Artist:    Strawberry Alarm Clock
Title:    Incense And Peppermints
Source:    Mono CD: Even More Nuggets (originally released as 45 RPM single)
Writer(s):    Carter/Gilbert/Weitz/King
Label:    Rhino (original label: Uni)
Year:    1967
    Incense and Peppermints started off as an instrumental from Los Angeles band Thee Sixpence members Mark Weitz and Ed King, mostly because the band simply couldn't come up with any lyrics. Their producer decided to bring in professional songwriters John S. Carter and Tim Gilbert to finish the song, and ended up giving them full credit for it. This did not sit well with the band members.
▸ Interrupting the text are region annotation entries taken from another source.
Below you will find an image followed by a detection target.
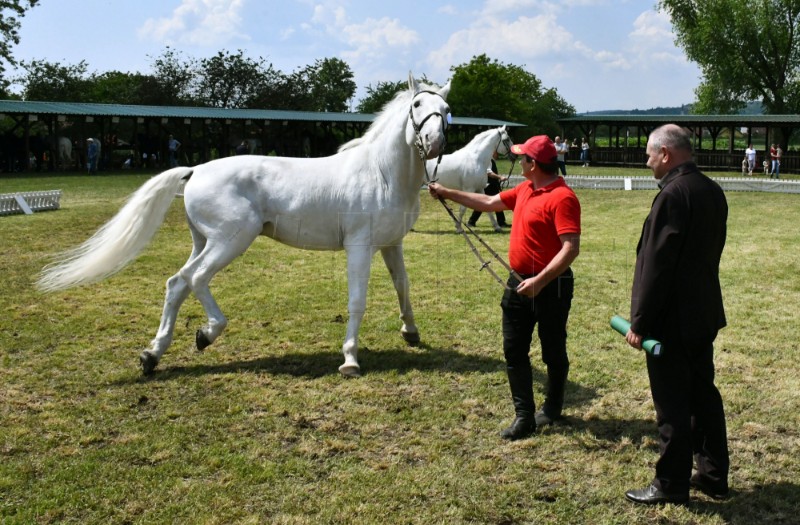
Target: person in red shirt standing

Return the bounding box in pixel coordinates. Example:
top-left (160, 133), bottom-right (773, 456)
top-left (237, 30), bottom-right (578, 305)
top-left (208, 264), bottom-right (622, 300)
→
top-left (428, 135), bottom-right (581, 441)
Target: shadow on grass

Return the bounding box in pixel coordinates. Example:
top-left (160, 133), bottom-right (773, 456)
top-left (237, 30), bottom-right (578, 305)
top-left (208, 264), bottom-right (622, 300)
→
top-left (689, 482), bottom-right (800, 525)
top-left (119, 344), bottom-right (505, 384)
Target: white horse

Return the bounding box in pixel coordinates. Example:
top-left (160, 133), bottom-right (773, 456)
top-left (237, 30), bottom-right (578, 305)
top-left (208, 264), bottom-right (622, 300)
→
top-left (428, 126), bottom-right (513, 232)
top-left (37, 75), bottom-right (450, 376)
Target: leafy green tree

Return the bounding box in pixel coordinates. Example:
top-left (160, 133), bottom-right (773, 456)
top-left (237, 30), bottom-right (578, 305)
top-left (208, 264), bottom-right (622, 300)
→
top-left (15, 60), bottom-right (90, 102)
top-left (659, 0), bottom-right (800, 144)
top-left (0, 0), bottom-right (39, 95)
top-left (83, 71), bottom-right (149, 104)
top-left (147, 47), bottom-right (198, 106)
top-left (197, 49), bottom-right (282, 108)
top-left (356, 80), bottom-right (408, 113)
top-left (301, 58), bottom-right (356, 113)
top-left (447, 55), bottom-right (575, 140)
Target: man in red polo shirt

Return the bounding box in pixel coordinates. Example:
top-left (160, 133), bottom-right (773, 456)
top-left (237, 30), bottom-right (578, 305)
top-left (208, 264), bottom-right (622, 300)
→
top-left (428, 135), bottom-right (581, 440)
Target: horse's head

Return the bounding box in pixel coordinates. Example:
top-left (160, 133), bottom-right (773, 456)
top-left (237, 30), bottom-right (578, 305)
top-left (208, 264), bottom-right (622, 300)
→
top-left (496, 126), bottom-right (514, 159)
top-left (406, 73), bottom-right (451, 159)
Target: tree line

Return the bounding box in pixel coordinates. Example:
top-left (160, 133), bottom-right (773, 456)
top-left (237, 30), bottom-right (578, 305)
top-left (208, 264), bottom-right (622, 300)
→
top-left (0, 0), bottom-right (800, 142)
top-left (1, 47), bottom-right (575, 138)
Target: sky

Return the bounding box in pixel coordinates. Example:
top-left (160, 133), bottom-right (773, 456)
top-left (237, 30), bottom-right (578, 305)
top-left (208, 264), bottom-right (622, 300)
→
top-left (13, 0), bottom-right (700, 114)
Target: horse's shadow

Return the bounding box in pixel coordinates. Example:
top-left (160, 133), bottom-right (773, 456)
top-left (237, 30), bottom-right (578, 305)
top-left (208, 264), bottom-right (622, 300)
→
top-left (119, 343), bottom-right (596, 400)
top-left (121, 343), bottom-right (504, 381)
top-left (689, 481), bottom-right (800, 524)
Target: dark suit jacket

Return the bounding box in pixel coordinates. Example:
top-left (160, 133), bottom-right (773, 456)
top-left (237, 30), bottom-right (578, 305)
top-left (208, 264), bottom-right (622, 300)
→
top-left (631, 162), bottom-right (728, 343)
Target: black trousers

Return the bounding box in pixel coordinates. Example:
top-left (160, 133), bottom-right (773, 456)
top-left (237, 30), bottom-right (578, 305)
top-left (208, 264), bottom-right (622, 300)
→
top-left (647, 342), bottom-right (729, 493)
top-left (500, 269), bottom-right (574, 384)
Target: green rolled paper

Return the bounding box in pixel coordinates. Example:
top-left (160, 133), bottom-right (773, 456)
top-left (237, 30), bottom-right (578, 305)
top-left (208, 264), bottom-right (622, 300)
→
top-left (611, 315), bottom-right (661, 356)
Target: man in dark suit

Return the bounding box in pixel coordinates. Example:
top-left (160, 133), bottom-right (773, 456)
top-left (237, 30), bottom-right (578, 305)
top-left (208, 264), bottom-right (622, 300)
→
top-left (625, 124), bottom-right (729, 504)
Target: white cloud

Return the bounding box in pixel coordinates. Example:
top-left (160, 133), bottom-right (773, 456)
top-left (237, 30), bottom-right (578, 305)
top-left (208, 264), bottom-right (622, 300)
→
top-left (427, 13), bottom-right (572, 72)
top-left (630, 11), bottom-right (674, 46)
top-left (304, 3), bottom-right (420, 67)
top-left (138, 0), bottom-right (249, 47)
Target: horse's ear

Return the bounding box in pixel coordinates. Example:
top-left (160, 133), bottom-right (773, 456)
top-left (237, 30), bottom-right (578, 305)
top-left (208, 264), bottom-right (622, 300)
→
top-left (408, 71), bottom-right (419, 95)
top-left (439, 80), bottom-right (450, 100)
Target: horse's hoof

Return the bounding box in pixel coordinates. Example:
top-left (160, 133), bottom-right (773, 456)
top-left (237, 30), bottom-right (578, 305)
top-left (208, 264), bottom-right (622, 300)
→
top-left (339, 364), bottom-right (361, 377)
top-left (139, 351), bottom-right (158, 376)
top-left (400, 332), bottom-right (420, 346)
top-left (194, 330), bottom-right (211, 352)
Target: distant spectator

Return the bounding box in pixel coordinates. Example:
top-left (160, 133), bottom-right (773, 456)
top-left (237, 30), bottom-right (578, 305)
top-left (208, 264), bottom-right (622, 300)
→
top-left (581, 138), bottom-right (589, 168)
top-left (769, 144), bottom-right (783, 179)
top-left (744, 144), bottom-right (756, 176)
top-left (555, 137), bottom-right (569, 177)
top-left (167, 135), bottom-right (181, 168)
top-left (86, 138), bottom-right (100, 173)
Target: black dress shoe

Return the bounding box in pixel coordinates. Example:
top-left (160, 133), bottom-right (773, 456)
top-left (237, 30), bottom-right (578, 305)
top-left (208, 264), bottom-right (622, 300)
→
top-left (625, 484), bottom-right (689, 505)
top-left (533, 410), bottom-right (556, 427)
top-left (500, 417), bottom-right (536, 441)
top-left (689, 474), bottom-right (730, 499)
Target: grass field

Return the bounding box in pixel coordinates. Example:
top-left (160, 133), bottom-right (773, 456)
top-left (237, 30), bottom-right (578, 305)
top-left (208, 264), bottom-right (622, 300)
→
top-left (0, 168), bottom-right (800, 525)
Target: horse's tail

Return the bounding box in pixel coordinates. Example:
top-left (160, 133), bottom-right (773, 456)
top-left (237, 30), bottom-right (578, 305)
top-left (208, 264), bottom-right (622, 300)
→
top-left (36, 167), bottom-right (192, 292)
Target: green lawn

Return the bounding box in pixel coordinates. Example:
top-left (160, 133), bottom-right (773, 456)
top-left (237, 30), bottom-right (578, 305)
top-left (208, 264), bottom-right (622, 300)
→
top-left (0, 168), bottom-right (800, 525)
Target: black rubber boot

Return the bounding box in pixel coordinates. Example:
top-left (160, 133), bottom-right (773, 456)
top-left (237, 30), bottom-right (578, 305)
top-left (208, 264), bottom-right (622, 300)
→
top-left (500, 366), bottom-right (536, 441)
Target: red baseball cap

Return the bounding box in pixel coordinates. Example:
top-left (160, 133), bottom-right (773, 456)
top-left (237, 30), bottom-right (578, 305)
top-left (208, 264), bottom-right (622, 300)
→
top-left (511, 135), bottom-right (558, 164)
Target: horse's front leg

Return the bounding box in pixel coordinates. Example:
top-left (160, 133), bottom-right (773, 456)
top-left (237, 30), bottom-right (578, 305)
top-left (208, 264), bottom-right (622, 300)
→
top-left (339, 245), bottom-right (375, 377)
top-left (455, 206), bottom-right (467, 233)
top-left (381, 244), bottom-right (419, 345)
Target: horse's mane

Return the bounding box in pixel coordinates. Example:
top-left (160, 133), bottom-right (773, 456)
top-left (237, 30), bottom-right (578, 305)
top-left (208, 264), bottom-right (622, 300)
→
top-left (339, 83), bottom-right (434, 152)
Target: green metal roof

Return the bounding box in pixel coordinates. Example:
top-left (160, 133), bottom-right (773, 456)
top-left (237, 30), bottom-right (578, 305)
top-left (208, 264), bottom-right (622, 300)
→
top-left (559, 114), bottom-right (800, 127)
top-left (0, 100), bottom-right (523, 127)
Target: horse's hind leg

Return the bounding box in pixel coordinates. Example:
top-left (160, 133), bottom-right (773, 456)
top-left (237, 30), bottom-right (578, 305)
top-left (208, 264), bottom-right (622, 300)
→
top-left (381, 244), bottom-right (420, 345)
top-left (139, 223), bottom-right (206, 375)
top-left (180, 221), bottom-right (261, 356)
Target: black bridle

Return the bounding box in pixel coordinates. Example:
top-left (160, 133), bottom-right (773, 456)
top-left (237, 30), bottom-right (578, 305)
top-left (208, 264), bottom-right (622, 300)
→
top-left (408, 90), bottom-right (451, 183)
top-left (494, 131), bottom-right (517, 188)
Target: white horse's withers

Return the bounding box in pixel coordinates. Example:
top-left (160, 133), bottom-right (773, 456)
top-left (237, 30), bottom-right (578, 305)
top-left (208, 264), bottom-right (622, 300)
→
top-left (428, 126), bottom-right (513, 232)
top-left (38, 76), bottom-right (450, 376)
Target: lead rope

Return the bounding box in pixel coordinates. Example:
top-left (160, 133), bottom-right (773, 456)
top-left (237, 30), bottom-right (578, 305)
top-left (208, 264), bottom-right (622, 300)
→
top-left (433, 194), bottom-right (523, 289)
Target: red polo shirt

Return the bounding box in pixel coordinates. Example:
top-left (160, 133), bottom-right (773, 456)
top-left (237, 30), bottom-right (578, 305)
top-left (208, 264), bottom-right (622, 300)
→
top-left (500, 177), bottom-right (581, 275)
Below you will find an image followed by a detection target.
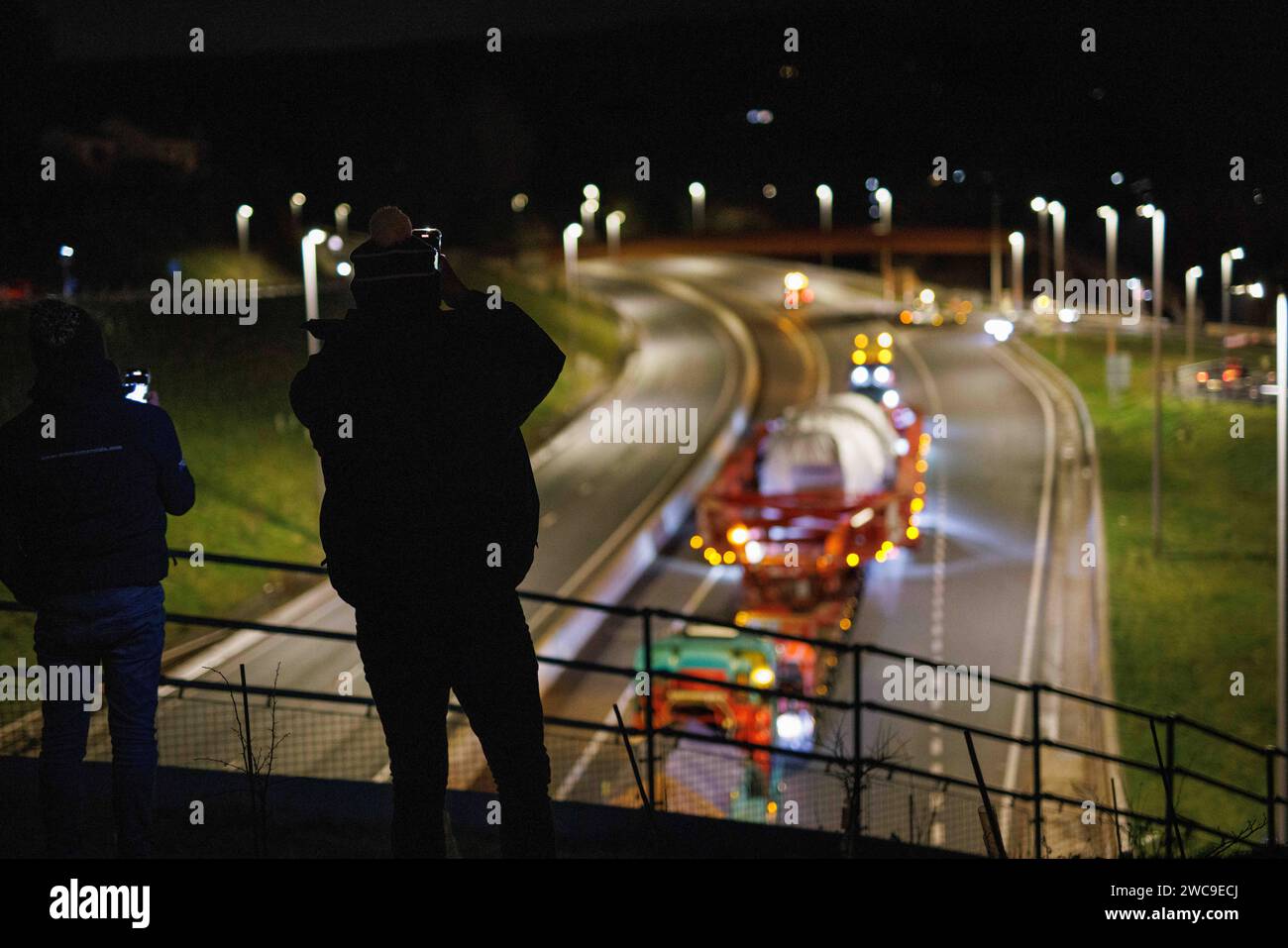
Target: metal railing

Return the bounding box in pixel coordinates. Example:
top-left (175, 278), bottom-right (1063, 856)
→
top-left (0, 550), bottom-right (1288, 858)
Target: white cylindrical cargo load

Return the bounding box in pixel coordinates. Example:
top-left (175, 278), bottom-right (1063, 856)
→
top-left (759, 393), bottom-right (898, 497)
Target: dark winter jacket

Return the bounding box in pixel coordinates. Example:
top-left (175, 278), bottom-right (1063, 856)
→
top-left (0, 357), bottom-right (194, 604)
top-left (291, 293), bottom-right (564, 604)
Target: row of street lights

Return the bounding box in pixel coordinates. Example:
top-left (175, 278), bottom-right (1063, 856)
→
top-left (237, 190), bottom-right (353, 257)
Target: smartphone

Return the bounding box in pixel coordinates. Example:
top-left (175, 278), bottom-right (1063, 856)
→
top-left (411, 227), bottom-right (443, 270)
top-left (121, 369), bottom-right (152, 402)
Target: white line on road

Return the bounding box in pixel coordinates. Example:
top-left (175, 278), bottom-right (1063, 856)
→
top-left (989, 345), bottom-right (1055, 838)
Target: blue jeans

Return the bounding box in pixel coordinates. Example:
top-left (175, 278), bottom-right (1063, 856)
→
top-left (36, 583), bottom-right (164, 857)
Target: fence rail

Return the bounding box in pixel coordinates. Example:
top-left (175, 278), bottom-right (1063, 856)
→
top-left (0, 550), bottom-right (1288, 858)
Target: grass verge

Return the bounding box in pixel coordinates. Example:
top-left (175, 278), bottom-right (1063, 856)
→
top-left (0, 255), bottom-right (630, 695)
top-left (1026, 327), bottom-right (1276, 831)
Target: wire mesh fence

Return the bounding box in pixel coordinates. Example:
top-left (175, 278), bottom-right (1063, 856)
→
top-left (0, 577), bottom-right (1285, 857)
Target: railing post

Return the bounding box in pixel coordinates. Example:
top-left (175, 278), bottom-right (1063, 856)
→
top-left (850, 645), bottom-right (863, 839)
top-left (1031, 682), bottom-right (1042, 859)
top-left (1266, 745), bottom-right (1279, 849)
top-left (640, 609), bottom-right (657, 806)
top-left (1163, 715), bottom-right (1176, 859)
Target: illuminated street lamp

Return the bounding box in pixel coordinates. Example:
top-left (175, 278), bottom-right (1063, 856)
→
top-left (604, 211), bottom-right (626, 257)
top-left (564, 224), bottom-right (581, 296)
top-left (1029, 194), bottom-right (1051, 286)
top-left (1275, 293), bottom-right (1288, 842)
top-left (872, 188), bottom-right (894, 235)
top-left (1143, 205), bottom-right (1166, 557)
top-left (58, 244), bottom-right (76, 296)
top-left (237, 203), bottom-right (255, 257)
top-left (1008, 231), bottom-right (1024, 318)
top-left (1047, 201), bottom-right (1064, 271)
top-left (690, 181), bottom-right (707, 235)
top-left (1185, 266), bottom-right (1203, 362)
top-left (300, 228), bottom-right (326, 356)
top-left (814, 184), bottom-right (832, 266)
top-left (1221, 248), bottom-right (1243, 326)
top-left (581, 197), bottom-right (599, 240)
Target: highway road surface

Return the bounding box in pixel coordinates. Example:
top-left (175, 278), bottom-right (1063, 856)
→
top-left (103, 257), bottom-right (1112, 851)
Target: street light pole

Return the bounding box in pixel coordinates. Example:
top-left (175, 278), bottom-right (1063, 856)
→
top-left (604, 211), bottom-right (626, 257)
top-left (1096, 203), bottom-right (1122, 356)
top-left (1150, 209), bottom-right (1164, 557)
top-left (1008, 231), bottom-right (1024, 319)
top-left (300, 228), bottom-right (326, 356)
top-left (1185, 266), bottom-right (1203, 364)
top-left (237, 203), bottom-right (255, 257)
top-left (814, 184), bottom-right (832, 266)
top-left (1047, 201), bottom-right (1064, 275)
top-left (1275, 293), bottom-right (1288, 842)
top-left (988, 190), bottom-right (1002, 310)
top-left (1221, 248), bottom-right (1243, 327)
top-left (58, 244), bottom-right (76, 299)
top-left (872, 188), bottom-right (894, 300)
top-left (564, 224), bottom-right (581, 297)
top-left (1029, 196), bottom-right (1051, 286)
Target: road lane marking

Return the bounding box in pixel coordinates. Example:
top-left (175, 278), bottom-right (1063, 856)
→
top-left (989, 345), bottom-right (1056, 838)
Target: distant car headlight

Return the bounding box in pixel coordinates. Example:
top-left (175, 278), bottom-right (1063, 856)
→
top-left (751, 665), bottom-right (774, 687)
top-left (774, 711), bottom-right (814, 748)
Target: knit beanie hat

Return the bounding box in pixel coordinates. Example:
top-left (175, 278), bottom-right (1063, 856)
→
top-left (27, 296), bottom-right (107, 369)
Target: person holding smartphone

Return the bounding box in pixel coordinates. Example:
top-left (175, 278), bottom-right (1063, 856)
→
top-left (291, 207), bottom-right (564, 857)
top-left (0, 297), bottom-right (196, 857)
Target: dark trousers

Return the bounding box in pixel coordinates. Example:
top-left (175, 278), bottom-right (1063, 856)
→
top-left (36, 583), bottom-right (164, 857)
top-left (357, 583), bottom-right (554, 858)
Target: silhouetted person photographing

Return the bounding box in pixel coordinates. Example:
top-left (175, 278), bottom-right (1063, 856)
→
top-left (0, 299), bottom-right (196, 857)
top-left (291, 207), bottom-right (564, 857)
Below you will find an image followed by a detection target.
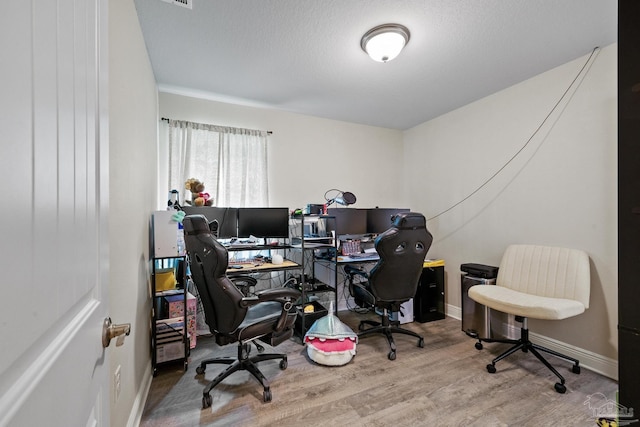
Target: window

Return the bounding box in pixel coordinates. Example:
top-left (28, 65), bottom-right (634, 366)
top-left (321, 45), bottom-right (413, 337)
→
top-left (165, 120), bottom-right (269, 207)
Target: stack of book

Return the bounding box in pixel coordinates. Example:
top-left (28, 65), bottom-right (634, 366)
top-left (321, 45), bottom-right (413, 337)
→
top-left (156, 317), bottom-right (185, 363)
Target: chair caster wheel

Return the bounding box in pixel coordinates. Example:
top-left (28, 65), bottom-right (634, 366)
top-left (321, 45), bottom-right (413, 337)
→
top-left (202, 394), bottom-right (212, 409)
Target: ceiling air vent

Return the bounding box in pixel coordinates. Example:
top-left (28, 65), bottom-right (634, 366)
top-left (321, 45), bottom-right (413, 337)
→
top-left (162, 0), bottom-right (193, 9)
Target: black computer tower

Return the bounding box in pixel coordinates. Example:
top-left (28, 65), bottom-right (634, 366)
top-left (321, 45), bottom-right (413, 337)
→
top-left (413, 266), bottom-right (445, 323)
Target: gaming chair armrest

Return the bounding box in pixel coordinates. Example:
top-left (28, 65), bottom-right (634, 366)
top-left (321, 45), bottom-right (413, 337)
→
top-left (349, 281), bottom-right (376, 307)
top-left (240, 288), bottom-right (300, 308)
top-left (240, 288), bottom-right (300, 332)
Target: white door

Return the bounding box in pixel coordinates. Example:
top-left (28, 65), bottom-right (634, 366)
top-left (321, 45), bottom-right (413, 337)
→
top-left (0, 0), bottom-right (110, 427)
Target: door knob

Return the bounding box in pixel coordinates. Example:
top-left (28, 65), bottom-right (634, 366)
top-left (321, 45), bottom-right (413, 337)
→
top-left (102, 317), bottom-right (131, 348)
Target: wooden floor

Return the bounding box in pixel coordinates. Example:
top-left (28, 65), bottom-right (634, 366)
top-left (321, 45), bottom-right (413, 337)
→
top-left (140, 313), bottom-right (618, 427)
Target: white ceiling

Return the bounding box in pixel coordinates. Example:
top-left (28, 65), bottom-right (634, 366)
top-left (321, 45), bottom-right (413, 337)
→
top-left (135, 0), bottom-right (618, 129)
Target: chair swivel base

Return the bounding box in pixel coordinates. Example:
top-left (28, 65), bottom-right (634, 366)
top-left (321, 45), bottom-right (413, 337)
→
top-left (475, 318), bottom-right (580, 393)
top-left (358, 313), bottom-right (424, 360)
top-left (196, 342), bottom-right (287, 409)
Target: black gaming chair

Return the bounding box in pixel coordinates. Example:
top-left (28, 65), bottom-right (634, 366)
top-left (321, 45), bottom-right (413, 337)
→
top-left (345, 212), bottom-right (433, 360)
top-left (183, 215), bottom-right (300, 408)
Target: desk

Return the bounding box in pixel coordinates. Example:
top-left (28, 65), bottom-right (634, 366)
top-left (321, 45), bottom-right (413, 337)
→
top-left (227, 259), bottom-right (300, 276)
top-left (338, 252), bottom-right (380, 264)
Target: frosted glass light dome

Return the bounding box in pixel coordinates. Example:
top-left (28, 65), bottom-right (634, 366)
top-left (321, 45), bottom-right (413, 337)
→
top-left (360, 24), bottom-right (410, 62)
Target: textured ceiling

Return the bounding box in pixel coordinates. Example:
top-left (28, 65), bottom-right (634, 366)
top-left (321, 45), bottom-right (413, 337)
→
top-left (135, 0), bottom-right (618, 129)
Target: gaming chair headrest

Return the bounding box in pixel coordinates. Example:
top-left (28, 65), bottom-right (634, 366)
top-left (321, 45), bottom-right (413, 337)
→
top-left (182, 214), bottom-right (211, 234)
top-left (392, 212), bottom-right (427, 229)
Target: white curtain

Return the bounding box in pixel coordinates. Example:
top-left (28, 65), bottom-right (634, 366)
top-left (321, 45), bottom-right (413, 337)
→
top-left (167, 120), bottom-right (269, 207)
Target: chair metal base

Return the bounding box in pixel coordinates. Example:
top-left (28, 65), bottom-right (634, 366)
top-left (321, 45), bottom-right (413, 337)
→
top-left (358, 309), bottom-right (424, 360)
top-left (475, 316), bottom-right (580, 393)
top-left (196, 342), bottom-right (287, 409)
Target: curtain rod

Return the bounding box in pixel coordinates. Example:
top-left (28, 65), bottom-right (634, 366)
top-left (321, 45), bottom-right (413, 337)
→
top-left (160, 117), bottom-right (273, 135)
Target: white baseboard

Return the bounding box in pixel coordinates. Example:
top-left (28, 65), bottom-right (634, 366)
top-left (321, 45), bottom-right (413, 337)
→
top-left (127, 363), bottom-right (153, 427)
top-left (446, 304), bottom-right (618, 381)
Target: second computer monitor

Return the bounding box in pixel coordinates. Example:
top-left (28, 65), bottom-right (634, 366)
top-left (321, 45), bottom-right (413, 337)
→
top-left (327, 208), bottom-right (367, 236)
top-left (367, 208), bottom-right (410, 234)
top-left (238, 208), bottom-right (289, 238)
top-left (182, 206), bottom-right (238, 239)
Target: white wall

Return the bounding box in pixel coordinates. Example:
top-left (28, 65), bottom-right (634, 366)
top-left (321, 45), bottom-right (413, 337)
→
top-left (404, 45), bottom-right (618, 360)
top-left (108, 0), bottom-right (158, 426)
top-left (158, 93), bottom-right (402, 209)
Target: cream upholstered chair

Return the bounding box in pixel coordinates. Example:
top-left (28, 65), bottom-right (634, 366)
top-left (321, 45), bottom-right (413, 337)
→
top-left (468, 245), bottom-right (591, 393)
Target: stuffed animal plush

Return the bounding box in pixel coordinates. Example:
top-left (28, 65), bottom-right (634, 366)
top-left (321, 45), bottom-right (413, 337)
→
top-left (184, 178), bottom-right (213, 206)
top-left (304, 301), bottom-right (358, 366)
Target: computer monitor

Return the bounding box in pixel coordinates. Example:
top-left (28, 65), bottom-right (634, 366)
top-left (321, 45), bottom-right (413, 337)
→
top-left (367, 208), bottom-right (410, 234)
top-left (327, 208), bottom-right (367, 236)
top-left (182, 206), bottom-right (238, 239)
top-left (238, 208), bottom-right (289, 238)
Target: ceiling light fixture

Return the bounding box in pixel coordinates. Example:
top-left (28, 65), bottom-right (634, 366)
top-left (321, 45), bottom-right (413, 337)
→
top-left (360, 24), bottom-right (411, 62)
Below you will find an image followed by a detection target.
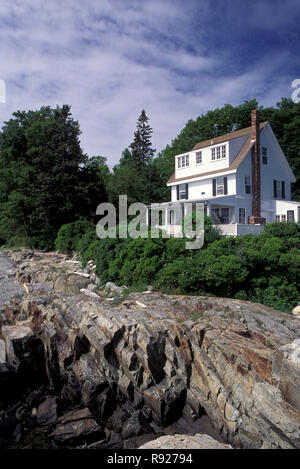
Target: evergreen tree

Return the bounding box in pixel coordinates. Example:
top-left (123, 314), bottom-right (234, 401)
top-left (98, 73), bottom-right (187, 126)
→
top-left (130, 109), bottom-right (156, 173)
top-left (0, 105), bottom-right (109, 248)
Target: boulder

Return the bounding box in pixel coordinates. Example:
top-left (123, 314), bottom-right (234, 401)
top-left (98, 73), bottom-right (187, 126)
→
top-left (50, 408), bottom-right (106, 446)
top-left (36, 397), bottom-right (57, 427)
top-left (139, 434), bottom-right (232, 450)
top-left (105, 282), bottom-right (124, 296)
top-left (122, 410), bottom-right (152, 439)
top-left (0, 339), bottom-right (6, 364)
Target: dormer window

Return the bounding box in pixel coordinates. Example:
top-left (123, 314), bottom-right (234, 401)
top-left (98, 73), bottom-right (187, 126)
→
top-left (261, 147), bottom-right (268, 164)
top-left (196, 151), bottom-right (202, 164)
top-left (177, 155), bottom-right (190, 168)
top-left (245, 176), bottom-right (251, 194)
top-left (211, 145), bottom-right (227, 161)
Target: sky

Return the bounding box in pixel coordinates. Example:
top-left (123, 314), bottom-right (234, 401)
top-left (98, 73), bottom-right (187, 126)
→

In fact, they hated the lyrics so much that they refused to sing them. Undaunted, the producer persuaded 16-year-old Greg Munford, a friend of the band who had accompanied them to the recording studio, to sing the lead vocals on the track, which was was then issued as the B side of the group's fourth single, The Birdman Of Alkatrash, on the All-American label. Somewhere along the line a local DJ flipped the record over and started playing Incense And Peppermints instead. The song caught on and Uni Records (short for Universal, which is now the world's largest record company) immediately signed the band (which by then had changed their name to the Strawberry Alarm Clock) issuing the record nationally with Incense And Peppermints as the A side. Naturally, the song went to the number one spot, becoming the band's only major hit.